Ce que coûte un intranet que personne n'ouvre
Un portail interne déserté n'est pas un projet neutre qui aurait échoué : il continue de coûter, en recherches manuelles et en informations contradictoires.
Un portail interne abandonné passe pour un investissement perdu, sans plus de conséquence. La réalité est moins confortable : il continue de produire des coûts, tous les jours, précisément parce qu’il existe encore.
Le coût de la coexistence
Quand le portail n’est pas adopté, l’information ne disparaît pas — elle se réfugie ailleurs. Le classeur partagé, la messagerie, le dossier local d’un poste, la mémoire d’un collègue. Trois effets suivent :
- La recherche redevient sociale. Trouver une procédure demande de savoir à qui demander. Le coût se paie en interruptions, sur deux personnes à la fois.
- Les versions divergent. Le portail affiche la procédure de l’an dernier, le classeur celle du trimestre. Les deux sont consultées, et personne ne sait laquelle fait foi.
- L’arrivée d’un nouveau devient artisanale. Les six premières semaines dépendent de la disponibilité de son voisin de bureau.
Ce dernier point est le plus chiffrable. Comptez le nombre d’arrivées par an, multipliez par le temps d’accompagnement informel, et comparez au budget du portail. Le calcul est souvent gênant.
Trois causes, par ordre de fréquence
La recherche ne fonctionne pas. Une recherche qui ne remonte que les titres exacts, sur un fonds de documents nommés « v2_final_VALIDÉ.pdf », est une recherche décorative. Si l’index ne couvre pas le contenu des fichiers, le portail est une arborescence, pas un outil.
Le contenu n’a pas de propriétaire. Une page sans responsable nommé et sans date de révision devient fausse en silence. Deux ou trois découvertes de ce genre suffisent à disqualifier l’ensemble : l’utilisateur ne fait plus le tri, il cesse de venir.
L’accès coûte plus cher que le contournement. Un identifiant distinct de la session bureautique, un mot de passe expirant tous les trois mois, deux clics de trop depuis le poste de travail : chacun de ces frottements se compare, dans la tête de l’utilisateur, au coût d’envoyer un message à un collègue. Souvent, le message gagne.
Les leviers qui remontent l’usage
Par ordre de rendement décroissant, tel qu’observé sur des refontes :
- L’authentification unique. Supprimer l’identifiant dédié produit le saut d’usage le plus net, avant même toute amélioration de contenu.
- Une recherche qui indexe le plein texte, y compris les PDF et les documents bureautiques.
- Une date de révision et un nom de responsable visibles sur chaque page. Cela ne rend pas le contenu juste, mais cela rend son âge visible — et donc réparable.

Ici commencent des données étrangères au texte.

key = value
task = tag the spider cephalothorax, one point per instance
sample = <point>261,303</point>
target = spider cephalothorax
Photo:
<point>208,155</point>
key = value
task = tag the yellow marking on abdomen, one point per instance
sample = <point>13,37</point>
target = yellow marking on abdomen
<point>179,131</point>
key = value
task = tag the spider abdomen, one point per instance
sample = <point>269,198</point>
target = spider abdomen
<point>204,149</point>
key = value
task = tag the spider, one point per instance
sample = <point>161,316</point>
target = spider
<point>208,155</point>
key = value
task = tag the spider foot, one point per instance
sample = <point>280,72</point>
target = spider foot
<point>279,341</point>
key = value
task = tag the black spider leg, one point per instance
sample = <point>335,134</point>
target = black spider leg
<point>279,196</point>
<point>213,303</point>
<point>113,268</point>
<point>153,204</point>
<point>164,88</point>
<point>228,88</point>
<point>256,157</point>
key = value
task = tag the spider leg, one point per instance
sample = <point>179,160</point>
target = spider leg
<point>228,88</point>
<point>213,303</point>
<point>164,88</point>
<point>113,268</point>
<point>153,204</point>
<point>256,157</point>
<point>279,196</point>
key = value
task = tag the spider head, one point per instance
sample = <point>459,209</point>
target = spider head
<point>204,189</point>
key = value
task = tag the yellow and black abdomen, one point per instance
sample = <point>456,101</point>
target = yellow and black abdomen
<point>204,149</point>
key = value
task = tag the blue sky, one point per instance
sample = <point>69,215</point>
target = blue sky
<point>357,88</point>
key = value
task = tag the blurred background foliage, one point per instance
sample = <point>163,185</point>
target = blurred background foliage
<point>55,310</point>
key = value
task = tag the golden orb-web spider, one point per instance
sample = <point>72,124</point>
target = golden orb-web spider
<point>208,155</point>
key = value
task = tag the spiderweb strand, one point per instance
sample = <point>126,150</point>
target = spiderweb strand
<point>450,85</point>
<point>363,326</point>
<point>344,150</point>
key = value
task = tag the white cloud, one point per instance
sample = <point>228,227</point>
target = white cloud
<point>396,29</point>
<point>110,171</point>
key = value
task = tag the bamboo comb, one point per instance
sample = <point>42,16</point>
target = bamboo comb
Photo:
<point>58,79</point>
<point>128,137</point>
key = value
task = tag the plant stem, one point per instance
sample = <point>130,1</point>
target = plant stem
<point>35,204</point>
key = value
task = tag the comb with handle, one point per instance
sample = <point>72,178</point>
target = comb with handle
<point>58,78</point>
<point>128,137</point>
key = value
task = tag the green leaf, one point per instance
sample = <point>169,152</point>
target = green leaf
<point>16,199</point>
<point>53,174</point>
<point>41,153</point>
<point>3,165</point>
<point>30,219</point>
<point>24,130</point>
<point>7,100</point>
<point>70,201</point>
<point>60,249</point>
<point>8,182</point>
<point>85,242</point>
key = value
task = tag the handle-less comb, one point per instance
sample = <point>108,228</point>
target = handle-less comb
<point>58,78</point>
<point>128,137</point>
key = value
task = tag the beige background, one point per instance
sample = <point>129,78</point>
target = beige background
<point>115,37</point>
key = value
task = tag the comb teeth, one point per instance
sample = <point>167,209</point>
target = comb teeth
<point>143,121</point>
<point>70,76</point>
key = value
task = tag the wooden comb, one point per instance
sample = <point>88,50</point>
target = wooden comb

- Une page d’accueil qui montre ce qui a changé cette semaine, plutôt qu’un éditorial.
La mesure qui compte
Le nombre de visites ne dit rien : une page d’accueil imposée au démarrage du navigateur en génère beaucoup. Deux indicateurs sont plus honnêtes : la part des recherches sans clic, qui mesure les questions restées sans réponse, et le délai médian entre la publication d’une procédure et sa première consultation. S’il se compte en semaines, la publication ne se voit pas.